Everyone builds their own New York, and New York Magazine’s 50th anniversary issue, “My New York,” explores the many cities contained within the one shared by all, including a 50-person daisy chain of quintessentially New York relationships connecting Pat Kiernan to Jeremy Lin to Robin Byrd, and more; notable New Yorkers including Mikhail Baryshnikov, David Dinkins, Lena Dunham, Larry Gagosian, Toni Morrison, Eliot Spitzer, and more, share their memories about the city they’ve called home; a bartender, a priest, and a psychic on the confessions they can’t forget; Whoopi Goldberg, Martha Stewart, and Matthew Broderick go back to their first New York City apartments and meet the people currently living in them; a taxi driver on the people he met behind the wheel; writers Mary Gaitskill, Eileen Myles, and more, on the strangers who stuck with them; a love map detailing the bars, street corners, and stoops where New Yorkers kissed, got naked, and did things they would someday regret; and more.

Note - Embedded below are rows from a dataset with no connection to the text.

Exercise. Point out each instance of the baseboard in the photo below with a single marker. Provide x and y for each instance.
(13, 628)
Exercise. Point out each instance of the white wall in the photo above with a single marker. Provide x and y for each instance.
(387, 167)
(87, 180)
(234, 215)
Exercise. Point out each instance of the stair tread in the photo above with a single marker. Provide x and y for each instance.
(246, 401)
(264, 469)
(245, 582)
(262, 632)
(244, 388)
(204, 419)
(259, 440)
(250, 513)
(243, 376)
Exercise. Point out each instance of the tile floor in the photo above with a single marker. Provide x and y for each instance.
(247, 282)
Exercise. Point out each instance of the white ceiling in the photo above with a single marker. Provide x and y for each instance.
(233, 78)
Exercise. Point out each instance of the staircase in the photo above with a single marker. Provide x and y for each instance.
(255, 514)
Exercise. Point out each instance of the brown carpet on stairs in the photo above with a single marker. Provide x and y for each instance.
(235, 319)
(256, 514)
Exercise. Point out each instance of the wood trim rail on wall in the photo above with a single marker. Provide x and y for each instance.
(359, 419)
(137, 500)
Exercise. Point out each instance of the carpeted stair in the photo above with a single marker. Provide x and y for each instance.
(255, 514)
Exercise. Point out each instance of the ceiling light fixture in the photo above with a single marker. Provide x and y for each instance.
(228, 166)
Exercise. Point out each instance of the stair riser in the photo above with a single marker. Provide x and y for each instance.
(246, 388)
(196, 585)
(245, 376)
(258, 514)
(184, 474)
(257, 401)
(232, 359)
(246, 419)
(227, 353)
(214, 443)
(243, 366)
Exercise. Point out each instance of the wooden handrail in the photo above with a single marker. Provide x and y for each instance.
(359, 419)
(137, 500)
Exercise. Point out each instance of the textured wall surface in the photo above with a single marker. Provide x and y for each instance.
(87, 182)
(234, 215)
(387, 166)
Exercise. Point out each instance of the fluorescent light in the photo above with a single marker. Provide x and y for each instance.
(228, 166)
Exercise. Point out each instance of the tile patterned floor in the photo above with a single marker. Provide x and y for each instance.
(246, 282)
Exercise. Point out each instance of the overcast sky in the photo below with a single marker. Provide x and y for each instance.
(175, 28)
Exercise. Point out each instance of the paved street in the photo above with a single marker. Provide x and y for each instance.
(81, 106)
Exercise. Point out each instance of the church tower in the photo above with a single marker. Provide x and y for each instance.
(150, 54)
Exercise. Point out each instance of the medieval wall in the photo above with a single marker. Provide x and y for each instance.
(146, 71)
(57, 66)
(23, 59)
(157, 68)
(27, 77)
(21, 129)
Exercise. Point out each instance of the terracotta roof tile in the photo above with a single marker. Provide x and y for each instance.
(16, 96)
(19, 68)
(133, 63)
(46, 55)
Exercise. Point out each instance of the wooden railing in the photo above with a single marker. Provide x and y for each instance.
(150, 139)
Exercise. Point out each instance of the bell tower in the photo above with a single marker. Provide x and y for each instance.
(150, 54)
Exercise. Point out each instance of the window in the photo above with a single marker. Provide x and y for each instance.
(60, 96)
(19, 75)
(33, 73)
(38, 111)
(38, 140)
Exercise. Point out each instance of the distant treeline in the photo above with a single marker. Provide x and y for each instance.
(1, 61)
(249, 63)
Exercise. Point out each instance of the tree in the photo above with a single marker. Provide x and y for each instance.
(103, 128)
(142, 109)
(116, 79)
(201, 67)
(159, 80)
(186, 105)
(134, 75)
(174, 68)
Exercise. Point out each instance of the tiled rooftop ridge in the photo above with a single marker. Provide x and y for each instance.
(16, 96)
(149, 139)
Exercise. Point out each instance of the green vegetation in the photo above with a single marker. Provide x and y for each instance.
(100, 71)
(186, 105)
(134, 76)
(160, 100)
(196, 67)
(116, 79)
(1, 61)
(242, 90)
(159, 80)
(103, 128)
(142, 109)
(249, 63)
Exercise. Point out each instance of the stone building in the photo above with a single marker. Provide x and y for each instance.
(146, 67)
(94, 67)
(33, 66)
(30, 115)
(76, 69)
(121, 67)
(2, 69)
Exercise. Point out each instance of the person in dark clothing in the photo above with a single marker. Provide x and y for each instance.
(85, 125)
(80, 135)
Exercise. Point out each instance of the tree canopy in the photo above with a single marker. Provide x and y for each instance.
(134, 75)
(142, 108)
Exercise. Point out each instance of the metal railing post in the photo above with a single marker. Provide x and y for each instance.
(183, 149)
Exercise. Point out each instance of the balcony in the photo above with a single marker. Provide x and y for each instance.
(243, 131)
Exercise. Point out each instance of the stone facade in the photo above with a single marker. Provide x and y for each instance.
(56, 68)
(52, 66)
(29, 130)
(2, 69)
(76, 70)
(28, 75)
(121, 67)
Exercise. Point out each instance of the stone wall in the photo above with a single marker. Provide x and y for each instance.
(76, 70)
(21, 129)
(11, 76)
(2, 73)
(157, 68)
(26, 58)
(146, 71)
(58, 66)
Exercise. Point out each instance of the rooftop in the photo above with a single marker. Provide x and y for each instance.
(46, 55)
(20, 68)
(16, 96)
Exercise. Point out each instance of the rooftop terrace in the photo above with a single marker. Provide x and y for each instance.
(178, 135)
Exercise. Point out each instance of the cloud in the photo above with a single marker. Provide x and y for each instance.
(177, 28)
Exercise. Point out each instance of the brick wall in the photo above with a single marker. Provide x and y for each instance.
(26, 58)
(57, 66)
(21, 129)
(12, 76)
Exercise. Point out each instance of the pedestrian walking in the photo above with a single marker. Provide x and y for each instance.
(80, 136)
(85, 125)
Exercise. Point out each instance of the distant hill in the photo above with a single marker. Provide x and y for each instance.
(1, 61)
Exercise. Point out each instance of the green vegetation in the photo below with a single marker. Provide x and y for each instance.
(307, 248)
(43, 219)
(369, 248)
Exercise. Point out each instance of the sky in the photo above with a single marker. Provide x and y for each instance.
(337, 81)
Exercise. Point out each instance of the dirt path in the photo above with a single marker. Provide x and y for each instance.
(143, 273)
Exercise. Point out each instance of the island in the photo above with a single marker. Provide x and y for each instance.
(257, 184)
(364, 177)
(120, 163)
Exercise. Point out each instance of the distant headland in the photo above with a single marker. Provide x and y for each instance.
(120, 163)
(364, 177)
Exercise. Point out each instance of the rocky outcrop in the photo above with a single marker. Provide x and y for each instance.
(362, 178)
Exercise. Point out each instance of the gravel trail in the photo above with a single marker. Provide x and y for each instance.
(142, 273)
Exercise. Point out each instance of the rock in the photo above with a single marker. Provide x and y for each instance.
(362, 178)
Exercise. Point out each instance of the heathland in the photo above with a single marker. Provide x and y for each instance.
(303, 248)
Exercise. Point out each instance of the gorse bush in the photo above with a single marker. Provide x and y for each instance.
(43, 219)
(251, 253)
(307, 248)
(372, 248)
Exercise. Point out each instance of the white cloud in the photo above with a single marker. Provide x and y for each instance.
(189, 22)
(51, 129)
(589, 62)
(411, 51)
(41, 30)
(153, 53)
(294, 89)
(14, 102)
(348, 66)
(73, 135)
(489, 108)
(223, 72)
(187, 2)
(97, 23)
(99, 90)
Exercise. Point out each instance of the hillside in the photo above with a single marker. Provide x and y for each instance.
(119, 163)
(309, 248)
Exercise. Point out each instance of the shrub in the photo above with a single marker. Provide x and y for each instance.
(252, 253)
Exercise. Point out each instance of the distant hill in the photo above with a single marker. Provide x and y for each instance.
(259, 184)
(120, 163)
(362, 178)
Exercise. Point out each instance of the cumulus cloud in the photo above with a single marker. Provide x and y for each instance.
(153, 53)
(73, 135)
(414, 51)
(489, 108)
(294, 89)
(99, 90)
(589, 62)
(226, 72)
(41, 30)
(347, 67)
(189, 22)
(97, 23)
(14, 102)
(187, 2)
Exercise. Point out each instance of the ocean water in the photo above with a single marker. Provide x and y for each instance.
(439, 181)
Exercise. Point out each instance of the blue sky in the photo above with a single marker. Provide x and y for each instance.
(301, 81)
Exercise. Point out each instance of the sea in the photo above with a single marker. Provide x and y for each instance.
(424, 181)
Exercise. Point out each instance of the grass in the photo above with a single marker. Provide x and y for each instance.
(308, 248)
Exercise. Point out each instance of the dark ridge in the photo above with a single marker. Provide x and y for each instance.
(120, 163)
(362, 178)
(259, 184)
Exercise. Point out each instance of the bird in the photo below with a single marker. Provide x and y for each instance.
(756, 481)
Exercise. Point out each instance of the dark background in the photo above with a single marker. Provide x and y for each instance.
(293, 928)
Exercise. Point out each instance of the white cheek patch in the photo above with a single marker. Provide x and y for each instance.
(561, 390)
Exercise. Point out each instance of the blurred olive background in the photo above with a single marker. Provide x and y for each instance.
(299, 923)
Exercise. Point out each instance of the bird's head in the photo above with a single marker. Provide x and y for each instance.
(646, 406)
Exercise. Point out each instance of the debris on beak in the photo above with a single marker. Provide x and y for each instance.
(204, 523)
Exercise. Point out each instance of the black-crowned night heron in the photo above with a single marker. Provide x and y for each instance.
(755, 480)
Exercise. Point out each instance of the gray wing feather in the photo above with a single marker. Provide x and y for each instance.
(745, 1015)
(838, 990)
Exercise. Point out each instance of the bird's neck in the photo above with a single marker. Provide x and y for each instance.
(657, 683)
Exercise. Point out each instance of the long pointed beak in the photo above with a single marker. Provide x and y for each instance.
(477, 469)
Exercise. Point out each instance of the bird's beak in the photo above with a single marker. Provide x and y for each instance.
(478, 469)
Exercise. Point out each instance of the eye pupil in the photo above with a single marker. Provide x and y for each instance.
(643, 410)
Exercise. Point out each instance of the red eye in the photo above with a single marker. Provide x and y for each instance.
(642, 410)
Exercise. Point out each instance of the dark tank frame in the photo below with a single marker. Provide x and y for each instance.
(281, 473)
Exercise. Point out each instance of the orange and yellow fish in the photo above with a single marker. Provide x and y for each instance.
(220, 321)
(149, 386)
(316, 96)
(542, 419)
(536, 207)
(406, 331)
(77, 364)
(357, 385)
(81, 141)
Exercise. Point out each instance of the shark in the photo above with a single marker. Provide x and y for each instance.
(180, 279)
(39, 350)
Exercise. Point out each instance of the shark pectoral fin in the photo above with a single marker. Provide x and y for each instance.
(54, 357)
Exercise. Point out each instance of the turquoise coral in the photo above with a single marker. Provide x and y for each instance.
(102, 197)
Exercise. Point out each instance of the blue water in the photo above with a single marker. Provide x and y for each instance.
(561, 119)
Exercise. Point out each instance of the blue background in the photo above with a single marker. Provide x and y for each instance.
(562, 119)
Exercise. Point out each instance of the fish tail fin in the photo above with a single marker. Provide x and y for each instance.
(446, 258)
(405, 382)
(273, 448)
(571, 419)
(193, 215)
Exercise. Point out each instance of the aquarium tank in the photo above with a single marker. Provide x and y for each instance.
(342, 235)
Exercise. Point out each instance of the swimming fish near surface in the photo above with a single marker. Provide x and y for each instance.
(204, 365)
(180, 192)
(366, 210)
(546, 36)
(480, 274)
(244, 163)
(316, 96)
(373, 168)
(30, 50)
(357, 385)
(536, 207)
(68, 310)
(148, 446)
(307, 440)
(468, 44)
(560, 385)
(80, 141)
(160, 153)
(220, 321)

The cover of the issue features drawings of people on the New York City subway, by artist Alex Katz. “Alex Katz made drawings of people on the subway in the 1940s when he was a student on his way to Cooper Union,” says New York Magazine photography director Jody Quon. “We wanted to see if he would revisit the experience of doing the subway drawings.” Katz, who just turned 90, agreed to revisit the project for the first time since the ’40s. On Monday, October 9, Katz took the C uptown and the B back downtown. “In his drawings from the ’40s, a lot of people are reading books or magazines, whereas now they’re almost all on their phones,” adds Quon.

Katz tells New York Magazine senior editor Christopher Bonanos that as a student at Cooper Union, he found he couldn’t finish the drawings he was required to make before class ended. “I was desperate to learn to draw more quickly. I started drawing on the subways, at lunches, at bars, at jazz concerts, coming home late from dates,” he says. Katz adds that New Yorkers, as he sees them, still act like their predecessors of 70 years ago, and that the seating arrangements on the older trains made for better sketching.

The anniversary issue kicks off a year-long celebration, under the umbrella theme of “My New York,” that will include the publication next month of Highbrow, Lowbrow, Brilliant, Despicable: 50 Years of New York Magazinea massive, joyous, visually stunning book about New York City, told through the eyes of New York Magazine.